This week has been mixed for the oil sector, with the oil price ending down (week on week), it was, however, supported firstly by renewed OPEC+ discipline and secondly by the attack on Saudi energy infrastructure by drones.
While this has been the headline, we believe the pattern emerging from Permian operators is of more interest. While the polar vortex (the “Vortex”) has receded and normal weather patterns are being established, production is not returning with quite the same vigour that we would expect given the current oil price.
We believe that this is not due to inactivity, but the increased impact of the Permian operators’ keener focus on capital discipline, choosing to sweat that assets to a greater extent than before. Gone will be the drive to maintain production rates, and instead now be a more measured approach as producers elect to use the cash flow to pay down debt.
In that context, the Vortex has merely been a form of contrast dye, and what would have been observed as a higher net decline rate, will now be seen as lower productivity.
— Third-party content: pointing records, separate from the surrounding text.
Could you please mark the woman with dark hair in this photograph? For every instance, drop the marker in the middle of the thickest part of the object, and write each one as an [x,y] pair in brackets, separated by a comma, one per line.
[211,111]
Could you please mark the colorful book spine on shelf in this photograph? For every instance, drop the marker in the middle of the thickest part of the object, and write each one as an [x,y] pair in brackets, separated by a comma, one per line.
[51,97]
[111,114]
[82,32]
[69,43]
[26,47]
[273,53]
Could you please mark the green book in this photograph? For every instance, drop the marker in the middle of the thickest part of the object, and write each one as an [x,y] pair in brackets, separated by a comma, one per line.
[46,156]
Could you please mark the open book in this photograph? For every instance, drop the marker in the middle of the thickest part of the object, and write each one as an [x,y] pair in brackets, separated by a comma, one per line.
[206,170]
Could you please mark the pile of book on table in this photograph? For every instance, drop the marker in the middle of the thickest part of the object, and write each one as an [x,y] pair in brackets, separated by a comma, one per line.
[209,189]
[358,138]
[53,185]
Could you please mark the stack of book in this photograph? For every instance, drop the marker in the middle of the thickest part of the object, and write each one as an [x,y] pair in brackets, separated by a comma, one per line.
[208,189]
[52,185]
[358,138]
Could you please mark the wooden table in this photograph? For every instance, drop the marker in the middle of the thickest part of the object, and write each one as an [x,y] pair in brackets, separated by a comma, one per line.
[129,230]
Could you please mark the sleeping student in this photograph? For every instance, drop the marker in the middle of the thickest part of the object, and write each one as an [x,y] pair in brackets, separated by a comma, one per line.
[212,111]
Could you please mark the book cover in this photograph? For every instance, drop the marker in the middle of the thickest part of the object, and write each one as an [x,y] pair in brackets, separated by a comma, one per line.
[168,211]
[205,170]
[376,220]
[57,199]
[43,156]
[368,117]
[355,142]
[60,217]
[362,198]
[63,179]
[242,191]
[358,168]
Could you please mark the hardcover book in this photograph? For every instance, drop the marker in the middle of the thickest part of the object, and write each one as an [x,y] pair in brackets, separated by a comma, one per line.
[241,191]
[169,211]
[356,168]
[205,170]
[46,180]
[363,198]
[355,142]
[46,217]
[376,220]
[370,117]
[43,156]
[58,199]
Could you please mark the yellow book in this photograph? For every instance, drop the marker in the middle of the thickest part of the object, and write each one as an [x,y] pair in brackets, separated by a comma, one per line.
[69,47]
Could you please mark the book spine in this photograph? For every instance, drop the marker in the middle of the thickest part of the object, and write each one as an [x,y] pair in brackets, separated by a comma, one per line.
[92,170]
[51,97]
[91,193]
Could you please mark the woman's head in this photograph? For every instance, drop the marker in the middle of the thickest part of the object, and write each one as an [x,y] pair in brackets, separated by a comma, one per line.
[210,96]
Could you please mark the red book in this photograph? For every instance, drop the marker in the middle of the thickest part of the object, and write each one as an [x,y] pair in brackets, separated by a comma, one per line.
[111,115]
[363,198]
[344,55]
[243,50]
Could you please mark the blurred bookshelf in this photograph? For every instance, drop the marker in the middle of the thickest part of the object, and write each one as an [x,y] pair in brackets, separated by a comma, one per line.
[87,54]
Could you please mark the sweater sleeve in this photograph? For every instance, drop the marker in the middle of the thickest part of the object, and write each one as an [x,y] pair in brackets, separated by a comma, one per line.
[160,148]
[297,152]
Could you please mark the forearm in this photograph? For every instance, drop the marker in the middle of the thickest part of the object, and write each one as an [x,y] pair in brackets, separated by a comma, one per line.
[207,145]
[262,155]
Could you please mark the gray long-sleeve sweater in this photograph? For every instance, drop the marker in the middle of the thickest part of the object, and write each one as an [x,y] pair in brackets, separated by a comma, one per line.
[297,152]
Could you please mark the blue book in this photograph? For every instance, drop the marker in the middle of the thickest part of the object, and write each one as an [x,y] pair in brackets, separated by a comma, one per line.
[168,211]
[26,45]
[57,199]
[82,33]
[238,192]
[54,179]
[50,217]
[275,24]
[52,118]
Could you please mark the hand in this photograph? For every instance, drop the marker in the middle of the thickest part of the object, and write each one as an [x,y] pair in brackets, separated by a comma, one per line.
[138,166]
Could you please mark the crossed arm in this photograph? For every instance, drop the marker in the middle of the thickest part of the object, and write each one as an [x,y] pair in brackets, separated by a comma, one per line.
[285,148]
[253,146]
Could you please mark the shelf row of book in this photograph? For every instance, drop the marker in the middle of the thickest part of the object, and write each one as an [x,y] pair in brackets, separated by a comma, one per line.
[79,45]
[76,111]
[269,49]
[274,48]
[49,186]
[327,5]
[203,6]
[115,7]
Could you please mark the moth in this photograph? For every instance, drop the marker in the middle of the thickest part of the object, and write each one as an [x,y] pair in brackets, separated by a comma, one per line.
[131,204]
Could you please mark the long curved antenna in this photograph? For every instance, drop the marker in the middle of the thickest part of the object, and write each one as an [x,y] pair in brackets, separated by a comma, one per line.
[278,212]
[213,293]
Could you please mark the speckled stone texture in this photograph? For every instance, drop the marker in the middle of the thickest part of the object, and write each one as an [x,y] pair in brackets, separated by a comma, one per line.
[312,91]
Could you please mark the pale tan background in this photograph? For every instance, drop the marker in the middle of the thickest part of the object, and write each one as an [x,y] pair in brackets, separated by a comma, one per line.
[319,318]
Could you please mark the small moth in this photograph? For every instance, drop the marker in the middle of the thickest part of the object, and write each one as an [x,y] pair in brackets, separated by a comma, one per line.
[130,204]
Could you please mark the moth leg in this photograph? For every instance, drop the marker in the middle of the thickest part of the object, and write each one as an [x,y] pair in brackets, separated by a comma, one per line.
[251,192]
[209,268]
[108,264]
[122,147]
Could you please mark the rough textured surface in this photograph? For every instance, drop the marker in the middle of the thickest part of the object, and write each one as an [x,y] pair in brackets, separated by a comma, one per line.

The Permian basin, once the key driving factor in driving prices downwards, could now be instrumental in maintaining a higher price environment.
Whatever the Permian operators choose to do, there is no doubting that the Permian producers will be instrumental in shaping the near-term oil price. The driver in the longer-term, unfortunately, will be the politicians.
More specifically, whether the current crop of the political class continue to focus on climate change to the exclusion of all else, ignoring the need to focus on maintaining stability and security in the energy mix.